More recently, we set out to visualize whether T-cell specificities that are otherwise negatively selected through recognition of self-antigens expressed and presented by mTECs in fact escape from central tolerance when autophagy is abolished. In a first series of experiments, we followed the fate of T cells that recognize the model antigen pigeon cytochrome c/CYCS (PCC). It turned out that when PCC was expressed in its native form as a mitochondrial self-antigen in TECs, direct presentation on MHC II for negative selection of specific CD4 T cells indeed required an intact macroautophagy pathway. Remarkably, when PCC was engineered to be expressed as a membrane protein, direct presentation by TECs and negative selection were independent of autophagy, suggesting that the subcellular distribution of an antigen influences whether or not its direct presentation depends upon autophagy. Conceivably, mitophagy may promote the direct presentation of mitochondrial PCC, whereas PCC when expressed as a type II membrane protein may gain access to MHC II in an autophagy-independent manner through an intersection of its biosynthetic pathway with that of MHC II.

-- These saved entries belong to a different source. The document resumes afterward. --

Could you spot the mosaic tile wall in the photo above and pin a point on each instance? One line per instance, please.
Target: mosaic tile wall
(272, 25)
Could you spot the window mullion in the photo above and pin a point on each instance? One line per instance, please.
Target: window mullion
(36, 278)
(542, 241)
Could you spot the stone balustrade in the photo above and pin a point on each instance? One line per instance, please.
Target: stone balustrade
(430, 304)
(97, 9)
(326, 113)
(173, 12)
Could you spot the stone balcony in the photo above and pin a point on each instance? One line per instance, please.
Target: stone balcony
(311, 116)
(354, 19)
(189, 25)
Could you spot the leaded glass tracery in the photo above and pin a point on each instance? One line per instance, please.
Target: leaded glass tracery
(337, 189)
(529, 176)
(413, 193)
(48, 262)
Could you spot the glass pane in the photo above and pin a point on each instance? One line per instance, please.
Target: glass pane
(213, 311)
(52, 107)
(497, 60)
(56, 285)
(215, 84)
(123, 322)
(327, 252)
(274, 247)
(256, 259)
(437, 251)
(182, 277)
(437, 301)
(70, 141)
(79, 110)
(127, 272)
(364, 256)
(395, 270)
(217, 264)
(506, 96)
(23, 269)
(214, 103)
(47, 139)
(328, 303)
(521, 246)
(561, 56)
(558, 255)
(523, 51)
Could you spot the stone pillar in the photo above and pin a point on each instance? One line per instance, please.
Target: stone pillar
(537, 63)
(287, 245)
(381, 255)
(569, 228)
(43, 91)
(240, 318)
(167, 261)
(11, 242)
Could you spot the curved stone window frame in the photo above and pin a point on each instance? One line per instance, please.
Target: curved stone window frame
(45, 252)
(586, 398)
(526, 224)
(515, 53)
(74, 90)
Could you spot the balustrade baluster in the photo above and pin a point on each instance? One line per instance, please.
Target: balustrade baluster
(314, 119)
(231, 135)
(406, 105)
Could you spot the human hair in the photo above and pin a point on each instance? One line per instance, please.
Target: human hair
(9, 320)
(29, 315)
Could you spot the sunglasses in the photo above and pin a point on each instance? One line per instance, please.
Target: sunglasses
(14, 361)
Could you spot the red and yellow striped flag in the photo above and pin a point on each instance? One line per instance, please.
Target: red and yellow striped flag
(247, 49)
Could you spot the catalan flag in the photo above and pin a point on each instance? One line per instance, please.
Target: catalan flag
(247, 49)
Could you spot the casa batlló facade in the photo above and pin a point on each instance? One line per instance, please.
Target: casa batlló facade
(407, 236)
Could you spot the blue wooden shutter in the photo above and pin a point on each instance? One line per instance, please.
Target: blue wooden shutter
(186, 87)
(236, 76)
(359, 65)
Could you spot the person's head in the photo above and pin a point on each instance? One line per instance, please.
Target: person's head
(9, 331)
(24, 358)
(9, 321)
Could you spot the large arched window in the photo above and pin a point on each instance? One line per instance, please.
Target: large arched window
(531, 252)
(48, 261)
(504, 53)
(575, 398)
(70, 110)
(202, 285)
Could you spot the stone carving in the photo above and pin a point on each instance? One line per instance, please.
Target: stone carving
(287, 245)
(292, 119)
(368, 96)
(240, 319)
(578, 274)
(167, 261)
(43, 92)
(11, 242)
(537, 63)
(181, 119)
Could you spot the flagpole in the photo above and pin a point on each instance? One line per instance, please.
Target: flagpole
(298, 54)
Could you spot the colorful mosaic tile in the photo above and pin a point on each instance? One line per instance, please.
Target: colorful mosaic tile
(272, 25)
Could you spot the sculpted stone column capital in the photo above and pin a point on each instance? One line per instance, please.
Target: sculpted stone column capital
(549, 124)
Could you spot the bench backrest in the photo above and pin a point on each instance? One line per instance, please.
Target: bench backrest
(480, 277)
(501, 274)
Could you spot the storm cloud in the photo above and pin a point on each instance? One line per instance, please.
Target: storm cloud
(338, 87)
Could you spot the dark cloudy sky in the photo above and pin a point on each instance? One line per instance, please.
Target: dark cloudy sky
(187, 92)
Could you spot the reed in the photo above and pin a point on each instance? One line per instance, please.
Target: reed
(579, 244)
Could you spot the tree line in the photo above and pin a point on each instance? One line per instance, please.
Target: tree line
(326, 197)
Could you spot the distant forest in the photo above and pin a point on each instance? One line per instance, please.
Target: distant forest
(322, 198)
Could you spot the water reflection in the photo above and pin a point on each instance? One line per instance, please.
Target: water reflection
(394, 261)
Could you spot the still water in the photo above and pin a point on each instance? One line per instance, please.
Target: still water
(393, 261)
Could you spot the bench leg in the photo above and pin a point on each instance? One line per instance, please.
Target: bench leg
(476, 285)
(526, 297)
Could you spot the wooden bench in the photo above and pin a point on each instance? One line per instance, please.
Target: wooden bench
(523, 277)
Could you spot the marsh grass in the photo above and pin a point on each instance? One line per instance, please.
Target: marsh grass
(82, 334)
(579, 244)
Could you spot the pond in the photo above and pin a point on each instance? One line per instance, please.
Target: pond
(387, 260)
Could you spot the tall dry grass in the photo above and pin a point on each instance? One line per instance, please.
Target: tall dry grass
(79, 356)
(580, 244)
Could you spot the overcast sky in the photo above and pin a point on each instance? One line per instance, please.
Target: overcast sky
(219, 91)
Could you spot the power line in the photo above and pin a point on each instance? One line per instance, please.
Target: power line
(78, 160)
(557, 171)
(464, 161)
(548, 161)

In a second set of experiments, we used a novel model system in which ‘the same’ mTEC-specific antigen was deliberately targeted for autophagosomal degradation in one setting but not in a second setting. This was achieved through fusion of a model antigen to either ‘native’ LC3 or to a mutated LC3 in which position 120 was changed from glycine to alanine. Because anchoring of LC3 to the autophagosomal membrane requires the covalent attachment of phosphatidylethanolamine to glycine 120, we hypothesized that the ‘native’ fusion protein would efficiently be targeted to autophagosomes and thereby reach the MHC II pathway, whereas the mutated version would not behave in this manner. Indeed, when expressed at identical levels specifically in mTECs, direct presentation of the autophagosomally targeted model antigen and negative selection of specific CD4 T cells turned out to be substantially more efficient as compared with the mutant form. Taken together, our observations indicate that the immune system co-opts an evolutionarily ancient cellular housekeeping and catabolic process in order to ‘boost’ the tolerogenic presentation of self-antigens within the thymic microenvironment.
| Abbreviations: | ||
| MHC | = | major histocompatibility complex |
| mTECs | = | medullary thymic epithelial cells |
| PCC | = | pigeon cytochrome c |
Disclosure of Potential Conflicts of Interest
No potential conflicts of interest were disclosed.